5. Il résulte des dispositions citées au point précédent que la SAS L’Huilerie a fait exécuter des travaux ayant conduit à la création d’un établissement recevant du public alors qu’elle était tenue d’en solliciter préalablement l’autorisation au maire de Marseille. Il résulte de l’instruction que l’établissement créé et exploité sans autorisation par la société requérante présente de nombreux défauts en matière d’alarme incendie, de désenfumage des locaux, d’éclairage de sécurité, de non-conformité des dégagements, d’insuffisance des moyens de secours, d’absence d’éléments sur le comportement au feu des matériaux utilisés pour l’aménagement des locaux, d’absence de garantie sur la conformité des installations électriques et de la solidité de l’établissement, ainsi que des documents relatifs aux vérifications des installations techniques. Si la SAS L’Huilerie allègue avoir remédié aux carences constatées par la commission communale, elle ne le démontre pas par la production de simples factures et de quelques photographies. En tout état de cause, la réalisation de tels travaux ne permettrait pas de la regarder comme titulaire de l’autorisation administrative préalable exigée par les dispositions citées au point 4. La société requérante ne peut non plus se prévaloir utilement ni du dépôt par la SCI Abenael d’une demande d’autorisation de travaux pour un projet de réaménagement différent auquel il n’a pas été donné suite, ni du délai qui s’est écoulé entre la visite de la commission communale et l’édiction de l’arrêté attaqué. Dans ces conditions et eu égard à la gravité des manquements à ses obligations légales et réglementaires en matière de sécurité du public et à l’urgence qui s’attache à la protection de celui-ci, la circonstance que la SAS L’Huilerie dispose d’une trésorerie insuffisante pour lui permettre de continuer de supporter les charges salariales d’employés dont trois ont au demeurant été recrutés postérieurement aux mises en demeure alors que l’exploitant avait déjà été informé du risque de fermeture de son établissement, les loyers dus et d’autres dépenses de fonctionnement et qu’elle est ainsi susceptible de devoir cesser son activité, n’est pas susceptible, dans les circonstances de l’espèce, de caractériser une situation d’urgence au sens des dispositions de l’article L. 521-2 du code de justice administrative.

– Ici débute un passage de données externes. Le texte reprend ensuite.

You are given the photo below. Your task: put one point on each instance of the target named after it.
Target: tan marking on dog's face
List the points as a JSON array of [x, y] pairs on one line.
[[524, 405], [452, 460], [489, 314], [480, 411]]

6. Il résulte de ce qui précède que la requête de la SAS L’Huilerie doit être rejetée, y compris les conclusions présentées au titre de l’article L. 761-1 du code de justice administrative. Il y a lieu, dans les circonstances de l’espèce, de mettre à la charge de la société requérante la somme de 1 000 euros au titre des frais exposés par la commune de Marseille et non compris dans les dépens.
ORDONNE
Article 1er : La requête de la SAS L’Huilerie est rejetée.
Article 2 : La SAS L’Huilerie versera à la commune de Marseille une somme de 1 000 euros au titre de l’article L. 761-1 du code de justice administrative.
Article 3 : La présente ordonnance sera notifiée à la SAS L’Huilerie et à la commune de Marseille.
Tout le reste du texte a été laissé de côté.